Redwood will work directly with Volkswagen Group of America’s network of more than 1,000 dealers to recover, safely package, transport and recycle end-of-life EV battery packs from Volkswagen and Audi vehicles. At the Northern Nevada facilities, they will recover more than 95 percent of the metals like nickel, cobalt, lithium and copper from their batteries and then, rather than exporting those metals overseas, use them to remanufacture anode and cathode components that will supply back to U.S. battery cell manufacturers without these minerals ever leaving the country.
Annually, 6 GWh of lithium-ion batteries, enough to build more than 60,000 EVs, come through Redwood’s doors – the majority of the lithium-ion batteries recycled in North America today – and they have been ramping up processes in preparation for even more batteries as the first wave of electric vehicles begins to retire from our roads.
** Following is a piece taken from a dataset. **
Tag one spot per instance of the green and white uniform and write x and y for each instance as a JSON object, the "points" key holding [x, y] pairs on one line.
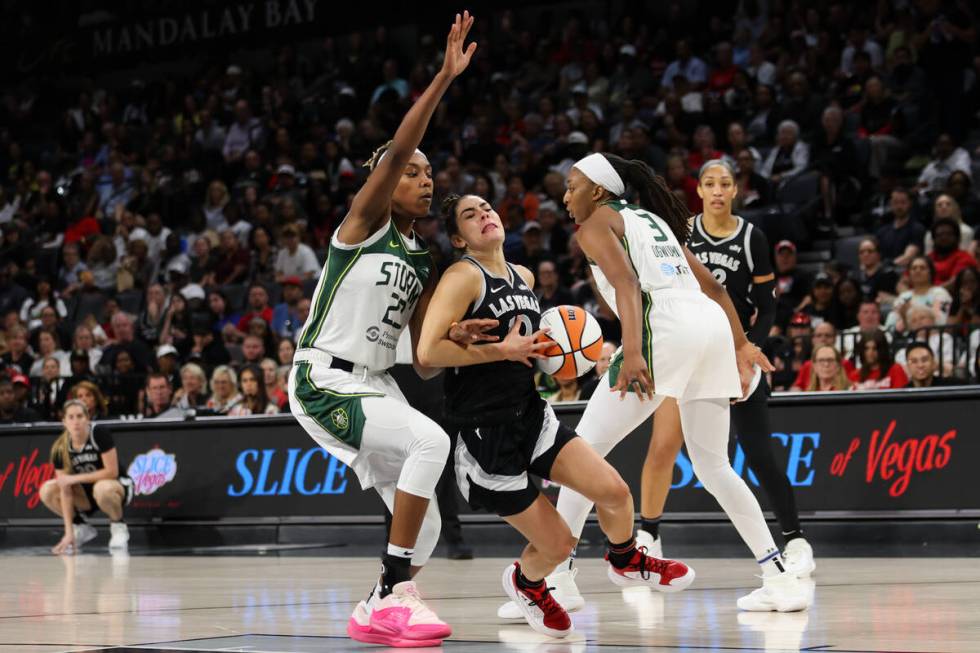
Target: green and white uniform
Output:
{"points": [[682, 327], [362, 304], [365, 298]]}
Redwood’s partnership with Volkswagen Group of America will increase what’s available for Redwood to recycle so that they can make even more sustainable and affordable battery materials. As more and more electric vehicles reach end-of-life, their battery packs will provide a sizeable, infinitely recyclable resource that can continue to make EVs more and more sustainable and affordable.
Batteries are the most expensive part of an electric vehicle, often accounting for 20 to 30 percent of the vehicle cost. To drive down the cost of electric vehicles material cost must be reduced and this can be done by localization and use of recycled content.
Redwood’s end-to-end process is recapturing the value of those lithium-ion batteries and passing it to U.S.-based cell manufacturing partners, ultimately making EVs and American manufacturing more sustainable and affordable. Given the distance that materials inside batteries must travel from mine to battery cell – more than 50,000 miles – and these metal’s infinite recyclability, the initial carbon cost of mining these materials can be reduced every time, making batteries more and more sustainable.